Russian Foreign Minister Sergei Lavrov warned Wednesday that arming Syrian rebels would breach international law, after Western powers dropped growing hints about giving military aid.
Speaking in London after talks with his British counterpart William Hague, Lavrov also reiterated that it was for Syrians to decide the future of President Bashar al-Assad.
Lavrov’s comments came a day after Prime Minister David Cameron said Britain would consider ignoring a European Union arms ban and supplying weapons to Syrian rebels if necessary.
“Arming the opposition is in breach of international law,” Lavrov said at a joint press conference with Hague, British Defence Minister Philip Hammond and Russian Defence Minister Sergei Shoigu.

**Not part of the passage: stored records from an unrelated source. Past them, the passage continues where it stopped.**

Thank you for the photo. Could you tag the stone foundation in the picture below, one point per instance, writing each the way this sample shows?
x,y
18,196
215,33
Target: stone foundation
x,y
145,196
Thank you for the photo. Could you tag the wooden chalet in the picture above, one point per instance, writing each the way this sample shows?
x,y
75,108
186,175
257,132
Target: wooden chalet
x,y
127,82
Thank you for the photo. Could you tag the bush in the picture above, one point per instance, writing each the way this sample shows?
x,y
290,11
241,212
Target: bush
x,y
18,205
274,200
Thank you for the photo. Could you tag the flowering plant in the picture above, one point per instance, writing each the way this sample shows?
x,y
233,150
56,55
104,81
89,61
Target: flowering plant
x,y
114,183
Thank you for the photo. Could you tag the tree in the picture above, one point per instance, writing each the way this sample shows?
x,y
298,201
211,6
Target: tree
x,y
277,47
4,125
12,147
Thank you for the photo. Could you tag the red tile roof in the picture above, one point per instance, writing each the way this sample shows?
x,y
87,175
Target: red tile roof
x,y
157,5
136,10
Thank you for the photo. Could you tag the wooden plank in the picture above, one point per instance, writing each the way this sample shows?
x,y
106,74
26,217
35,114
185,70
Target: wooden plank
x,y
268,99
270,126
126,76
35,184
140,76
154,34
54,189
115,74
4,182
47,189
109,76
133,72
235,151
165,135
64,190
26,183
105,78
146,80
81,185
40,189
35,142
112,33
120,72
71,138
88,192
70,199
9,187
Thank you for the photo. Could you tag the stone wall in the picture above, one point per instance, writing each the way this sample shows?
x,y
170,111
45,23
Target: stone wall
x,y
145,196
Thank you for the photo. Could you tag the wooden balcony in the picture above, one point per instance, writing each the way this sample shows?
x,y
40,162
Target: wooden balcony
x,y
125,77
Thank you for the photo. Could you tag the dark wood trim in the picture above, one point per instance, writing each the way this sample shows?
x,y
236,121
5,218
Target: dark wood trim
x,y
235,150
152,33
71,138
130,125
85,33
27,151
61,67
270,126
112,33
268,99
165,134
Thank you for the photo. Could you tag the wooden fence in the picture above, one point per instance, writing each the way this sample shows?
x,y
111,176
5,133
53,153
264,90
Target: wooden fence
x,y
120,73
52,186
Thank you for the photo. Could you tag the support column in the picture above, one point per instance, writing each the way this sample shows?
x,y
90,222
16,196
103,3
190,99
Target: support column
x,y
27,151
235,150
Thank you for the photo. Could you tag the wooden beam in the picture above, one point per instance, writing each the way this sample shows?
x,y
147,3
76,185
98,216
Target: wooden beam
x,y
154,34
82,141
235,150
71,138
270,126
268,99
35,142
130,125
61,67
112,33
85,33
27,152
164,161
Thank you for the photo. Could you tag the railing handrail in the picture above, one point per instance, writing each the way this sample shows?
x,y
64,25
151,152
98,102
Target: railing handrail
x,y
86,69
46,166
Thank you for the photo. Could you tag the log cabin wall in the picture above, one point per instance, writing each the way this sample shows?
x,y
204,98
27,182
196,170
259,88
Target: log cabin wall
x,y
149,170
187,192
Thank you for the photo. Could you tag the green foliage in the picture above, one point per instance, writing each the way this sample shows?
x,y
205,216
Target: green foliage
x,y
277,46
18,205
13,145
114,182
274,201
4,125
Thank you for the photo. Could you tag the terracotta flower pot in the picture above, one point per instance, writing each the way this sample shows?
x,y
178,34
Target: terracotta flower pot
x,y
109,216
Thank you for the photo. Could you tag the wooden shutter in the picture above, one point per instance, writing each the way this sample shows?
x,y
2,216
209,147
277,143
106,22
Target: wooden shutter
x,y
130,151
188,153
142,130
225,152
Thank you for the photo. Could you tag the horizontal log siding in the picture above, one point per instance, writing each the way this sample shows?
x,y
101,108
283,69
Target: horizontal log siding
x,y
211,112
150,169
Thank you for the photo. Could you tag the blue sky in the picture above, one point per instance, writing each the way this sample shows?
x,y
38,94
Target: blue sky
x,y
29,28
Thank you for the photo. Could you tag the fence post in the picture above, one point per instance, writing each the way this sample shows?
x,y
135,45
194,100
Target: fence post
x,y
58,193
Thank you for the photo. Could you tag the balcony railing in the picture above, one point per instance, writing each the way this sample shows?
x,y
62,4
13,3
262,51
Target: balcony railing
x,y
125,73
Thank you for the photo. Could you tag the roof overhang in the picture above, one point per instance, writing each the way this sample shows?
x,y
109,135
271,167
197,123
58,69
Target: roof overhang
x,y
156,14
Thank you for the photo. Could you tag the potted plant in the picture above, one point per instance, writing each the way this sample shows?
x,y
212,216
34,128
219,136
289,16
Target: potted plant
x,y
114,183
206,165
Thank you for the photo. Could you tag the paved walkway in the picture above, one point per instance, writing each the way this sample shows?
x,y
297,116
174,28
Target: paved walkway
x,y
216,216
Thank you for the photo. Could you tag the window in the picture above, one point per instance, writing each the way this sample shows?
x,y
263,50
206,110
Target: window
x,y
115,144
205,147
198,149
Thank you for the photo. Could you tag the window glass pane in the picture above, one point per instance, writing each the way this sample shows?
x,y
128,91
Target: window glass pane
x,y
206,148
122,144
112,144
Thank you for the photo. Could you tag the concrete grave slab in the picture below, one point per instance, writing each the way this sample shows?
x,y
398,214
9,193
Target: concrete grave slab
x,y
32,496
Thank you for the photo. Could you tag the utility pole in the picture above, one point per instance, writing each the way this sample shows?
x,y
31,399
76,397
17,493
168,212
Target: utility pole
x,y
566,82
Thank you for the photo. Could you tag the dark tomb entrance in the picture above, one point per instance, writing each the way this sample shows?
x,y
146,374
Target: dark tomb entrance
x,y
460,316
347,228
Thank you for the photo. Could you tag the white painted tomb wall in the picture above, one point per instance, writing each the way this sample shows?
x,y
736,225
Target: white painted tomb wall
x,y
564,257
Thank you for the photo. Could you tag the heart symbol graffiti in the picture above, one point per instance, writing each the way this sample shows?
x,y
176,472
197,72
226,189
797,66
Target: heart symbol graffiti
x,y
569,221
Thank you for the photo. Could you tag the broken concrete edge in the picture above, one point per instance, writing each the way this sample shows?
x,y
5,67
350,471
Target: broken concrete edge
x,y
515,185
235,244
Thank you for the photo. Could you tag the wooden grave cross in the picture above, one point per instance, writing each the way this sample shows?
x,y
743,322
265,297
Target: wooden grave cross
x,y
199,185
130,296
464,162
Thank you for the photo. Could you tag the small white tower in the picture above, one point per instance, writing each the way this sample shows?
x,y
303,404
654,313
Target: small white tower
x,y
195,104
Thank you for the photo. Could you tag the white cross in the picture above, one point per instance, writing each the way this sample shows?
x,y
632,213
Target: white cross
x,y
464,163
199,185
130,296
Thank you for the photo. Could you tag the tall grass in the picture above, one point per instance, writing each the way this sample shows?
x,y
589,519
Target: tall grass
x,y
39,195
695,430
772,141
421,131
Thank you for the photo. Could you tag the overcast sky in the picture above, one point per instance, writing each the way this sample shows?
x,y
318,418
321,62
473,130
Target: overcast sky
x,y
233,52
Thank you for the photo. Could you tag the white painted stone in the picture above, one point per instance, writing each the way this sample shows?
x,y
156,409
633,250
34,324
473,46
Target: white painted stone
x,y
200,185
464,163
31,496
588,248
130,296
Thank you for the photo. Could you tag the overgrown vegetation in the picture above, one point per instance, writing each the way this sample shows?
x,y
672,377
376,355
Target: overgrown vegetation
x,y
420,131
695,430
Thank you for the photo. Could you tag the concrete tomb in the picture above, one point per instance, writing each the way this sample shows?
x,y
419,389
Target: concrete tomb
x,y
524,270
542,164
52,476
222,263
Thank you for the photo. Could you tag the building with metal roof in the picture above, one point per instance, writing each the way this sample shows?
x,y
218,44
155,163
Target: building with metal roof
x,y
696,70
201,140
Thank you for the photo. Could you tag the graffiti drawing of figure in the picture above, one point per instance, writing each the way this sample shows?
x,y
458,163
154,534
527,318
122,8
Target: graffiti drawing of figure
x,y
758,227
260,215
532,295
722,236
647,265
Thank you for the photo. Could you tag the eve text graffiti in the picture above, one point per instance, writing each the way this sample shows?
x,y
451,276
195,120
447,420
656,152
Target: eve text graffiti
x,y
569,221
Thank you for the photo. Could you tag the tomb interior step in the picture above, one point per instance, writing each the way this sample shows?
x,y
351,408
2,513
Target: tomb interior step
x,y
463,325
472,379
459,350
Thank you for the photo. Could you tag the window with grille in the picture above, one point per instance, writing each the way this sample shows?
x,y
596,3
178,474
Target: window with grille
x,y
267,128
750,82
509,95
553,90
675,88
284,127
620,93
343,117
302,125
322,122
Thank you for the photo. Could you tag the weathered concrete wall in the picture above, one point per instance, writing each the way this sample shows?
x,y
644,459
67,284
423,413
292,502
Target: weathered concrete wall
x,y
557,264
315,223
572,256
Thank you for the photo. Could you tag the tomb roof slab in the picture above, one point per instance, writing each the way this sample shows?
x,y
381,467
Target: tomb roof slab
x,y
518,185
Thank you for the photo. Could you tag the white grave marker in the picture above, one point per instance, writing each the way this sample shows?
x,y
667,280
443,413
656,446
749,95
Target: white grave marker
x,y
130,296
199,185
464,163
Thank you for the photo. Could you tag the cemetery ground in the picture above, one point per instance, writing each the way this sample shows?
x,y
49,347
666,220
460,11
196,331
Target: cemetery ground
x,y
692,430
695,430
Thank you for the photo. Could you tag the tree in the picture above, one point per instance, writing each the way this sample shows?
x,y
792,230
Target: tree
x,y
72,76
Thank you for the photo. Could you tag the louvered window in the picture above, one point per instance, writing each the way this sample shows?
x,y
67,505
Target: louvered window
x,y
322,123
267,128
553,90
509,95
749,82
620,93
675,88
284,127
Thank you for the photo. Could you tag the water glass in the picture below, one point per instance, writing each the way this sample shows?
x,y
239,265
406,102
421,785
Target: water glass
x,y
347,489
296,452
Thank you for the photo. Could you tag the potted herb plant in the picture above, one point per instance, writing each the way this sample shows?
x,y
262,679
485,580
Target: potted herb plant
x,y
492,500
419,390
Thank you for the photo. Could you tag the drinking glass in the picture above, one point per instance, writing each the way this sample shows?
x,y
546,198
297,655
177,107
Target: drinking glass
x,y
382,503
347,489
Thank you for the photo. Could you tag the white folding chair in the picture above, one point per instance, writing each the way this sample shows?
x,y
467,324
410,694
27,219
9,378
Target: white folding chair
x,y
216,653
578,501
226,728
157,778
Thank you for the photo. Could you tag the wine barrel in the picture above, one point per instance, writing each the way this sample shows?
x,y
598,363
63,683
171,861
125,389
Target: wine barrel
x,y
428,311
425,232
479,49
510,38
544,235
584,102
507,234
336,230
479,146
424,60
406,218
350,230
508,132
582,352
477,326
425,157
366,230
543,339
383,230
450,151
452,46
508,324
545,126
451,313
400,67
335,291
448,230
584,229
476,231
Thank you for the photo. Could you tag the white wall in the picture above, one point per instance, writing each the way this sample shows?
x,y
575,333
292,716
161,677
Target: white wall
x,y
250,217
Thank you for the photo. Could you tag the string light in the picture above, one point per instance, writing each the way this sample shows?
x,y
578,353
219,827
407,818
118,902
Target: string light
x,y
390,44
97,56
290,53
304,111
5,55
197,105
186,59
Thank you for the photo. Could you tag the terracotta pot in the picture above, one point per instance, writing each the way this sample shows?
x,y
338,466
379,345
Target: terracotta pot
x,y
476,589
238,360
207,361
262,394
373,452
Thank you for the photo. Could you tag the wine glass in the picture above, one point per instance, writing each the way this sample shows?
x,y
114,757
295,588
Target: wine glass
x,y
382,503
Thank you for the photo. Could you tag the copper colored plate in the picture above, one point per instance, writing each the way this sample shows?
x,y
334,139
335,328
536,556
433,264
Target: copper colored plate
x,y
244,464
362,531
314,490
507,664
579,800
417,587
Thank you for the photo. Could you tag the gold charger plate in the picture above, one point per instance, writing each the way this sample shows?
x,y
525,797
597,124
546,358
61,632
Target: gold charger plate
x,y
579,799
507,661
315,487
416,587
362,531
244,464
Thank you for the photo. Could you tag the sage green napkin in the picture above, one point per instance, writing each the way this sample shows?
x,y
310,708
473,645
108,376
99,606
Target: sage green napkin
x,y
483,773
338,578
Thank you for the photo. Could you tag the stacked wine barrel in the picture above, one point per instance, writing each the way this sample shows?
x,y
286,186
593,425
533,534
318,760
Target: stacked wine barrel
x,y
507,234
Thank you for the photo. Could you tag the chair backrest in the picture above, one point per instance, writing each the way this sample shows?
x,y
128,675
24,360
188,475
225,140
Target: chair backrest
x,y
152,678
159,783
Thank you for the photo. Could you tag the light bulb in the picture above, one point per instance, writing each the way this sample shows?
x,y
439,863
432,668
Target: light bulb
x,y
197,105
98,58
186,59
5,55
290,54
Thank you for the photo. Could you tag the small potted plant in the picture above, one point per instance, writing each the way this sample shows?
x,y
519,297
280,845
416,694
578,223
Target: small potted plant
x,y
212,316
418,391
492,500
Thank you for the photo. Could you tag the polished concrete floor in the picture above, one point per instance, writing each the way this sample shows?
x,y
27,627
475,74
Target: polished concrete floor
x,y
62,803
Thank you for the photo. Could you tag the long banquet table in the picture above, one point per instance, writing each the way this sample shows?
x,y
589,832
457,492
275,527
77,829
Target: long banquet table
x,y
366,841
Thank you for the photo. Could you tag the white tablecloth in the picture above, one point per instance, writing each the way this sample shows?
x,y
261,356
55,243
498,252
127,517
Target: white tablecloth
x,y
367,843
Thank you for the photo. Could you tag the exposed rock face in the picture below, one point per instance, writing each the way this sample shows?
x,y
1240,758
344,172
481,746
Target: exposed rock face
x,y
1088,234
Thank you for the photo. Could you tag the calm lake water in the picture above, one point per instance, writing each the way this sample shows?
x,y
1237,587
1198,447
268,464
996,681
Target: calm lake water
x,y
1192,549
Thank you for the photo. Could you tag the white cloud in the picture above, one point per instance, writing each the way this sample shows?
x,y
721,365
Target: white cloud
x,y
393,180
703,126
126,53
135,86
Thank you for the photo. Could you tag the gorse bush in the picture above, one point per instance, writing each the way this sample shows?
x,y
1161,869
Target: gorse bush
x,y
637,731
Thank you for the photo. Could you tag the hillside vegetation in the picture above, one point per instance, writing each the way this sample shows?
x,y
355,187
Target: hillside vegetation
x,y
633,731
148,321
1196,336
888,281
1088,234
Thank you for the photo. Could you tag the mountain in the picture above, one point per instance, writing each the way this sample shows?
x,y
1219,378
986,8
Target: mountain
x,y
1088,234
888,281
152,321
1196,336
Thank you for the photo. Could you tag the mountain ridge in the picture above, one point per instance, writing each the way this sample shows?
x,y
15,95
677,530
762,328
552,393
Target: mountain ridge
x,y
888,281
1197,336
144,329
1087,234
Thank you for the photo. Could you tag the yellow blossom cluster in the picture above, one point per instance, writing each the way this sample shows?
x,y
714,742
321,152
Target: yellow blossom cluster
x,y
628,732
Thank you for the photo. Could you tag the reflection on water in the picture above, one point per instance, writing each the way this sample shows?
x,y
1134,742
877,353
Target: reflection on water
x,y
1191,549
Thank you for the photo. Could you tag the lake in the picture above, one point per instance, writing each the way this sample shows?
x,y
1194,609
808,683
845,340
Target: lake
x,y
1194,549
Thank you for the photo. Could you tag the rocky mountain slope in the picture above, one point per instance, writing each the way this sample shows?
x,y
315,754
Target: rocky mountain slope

“International law does not allow, does not permit supplies of arms to non-governmental actors and in our point of view it is a violation of international law.”
Lavrov rejected any chance of Russia urging Assad to step aside.
“I believe the destiny of Bashar al-Assad should be decided by the Syrians themselves,” he said.
With the conflict in Syria worsening, Western powers have stepped up non-military support for Syria’s rebels, even as Russia has continued to arm its ally Assad.
Britain is currently giving “non-lethal” support to the rebels but Hague and Hammond refused to rule out the possibility of arming them.
“We’ve never ruled out anything in the future — we don’t know how grave the situation will become,” Hague told the press conference.
Hammond meanwhile said that Britain would “keep the situation under constant review.”
“What you can be assured of is that any action we take will be legal, will be clearly with a strong basis in international law,” he insisted.
The European Union last month amended its embargo to allow member nations to supply “non-lethal” equipment and training to the opposition but stopped short of lifting the embargo entirely.
Cameron however told lawmakers on Tuesday that Britain “might have to do things in our own way” if the EU would not arm the rebels when Britain thought it necessary.
French Foreign Minister Laurent Fabius on Monday also suggested the bloc may need to rethink its strategy.